HFEMH is typically guitar based, with the occasional tambourine. As of late they are toying with the idea of incorporating a steel tongue drum Gawle received as a Christmas gift. However, the instruments are secondary to the band’s vocal harmonies. 

For the three of them, the band is a sacred place. And when they take the stage, they do so as one unit, each member as vital as the next. When they write and rehearse, it is nothing more than best friends being vulnerable with one another. When they perform, they are inviting you into this space that they treasure more than anything else.

Three women stand in a green field with buildings in the background.
UC San Diego Marshall College students (from left to right), Sophia Gawle, third year; Kaitlyn Miguel, third year; and Betsy Ambrogio, third year, play in the campus band HFEMH. Photo: Steve Ambrogio


Alegrías, Spanish for “joy,” showcases a delightful quartet. (Take a listen to their song “Friend Crush.”) This band’s name is an acknowledgment of the fact that there is an abundance of happiness to be found within the group: as bandmates, as friends and as champions of one another. And for the audience, to hear Alegrías perform is to be transported to a space filled with infectious joy. 

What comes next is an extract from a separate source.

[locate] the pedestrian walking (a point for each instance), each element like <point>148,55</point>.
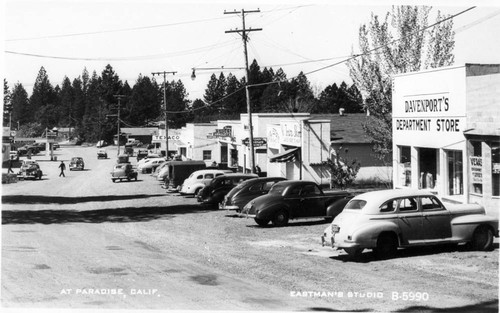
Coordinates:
<point>11,160</point>
<point>62,166</point>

Cellist Azalea Segura-Mora (fourth year, Sixth), bassist Ngozi, guitarist Kyle Gibbs (fourth year, Seventh), and drummer Daniel Hernandez (fourth year, Warren) make up Alegrías. Their music is influenced by R&B, Latin and even jazz, but their sound cannot be contained in just one genre. Instead of hiding their unique backgrounds and musical influences, the four members incorporate everything. This constant exploration results in a sound unlike anyone else's.

Alegrías has quickly attracted attention. In 2022, having been together only two months, they were invited to perform in NPR’s Tiny Desk Contest

“To be recognized for what we had accomplished in so little time made us really secure in this band,” Segura-Mora says. As an added bonus, the band members met actor Will Ferrell, who was at the Tiny Desk Contest to support his son, who was also competing.

These three groups are a small sample of a rich campus music scene that is engaging and diverse. Whether you attend a live concert or listen online, tuning in to our student bands will offer a moment of bliss, transporting you to a space of pure joy. 

Jonathan Shlesinger is a third year student in Revelle College and a student writer for UC San Diego Magazine.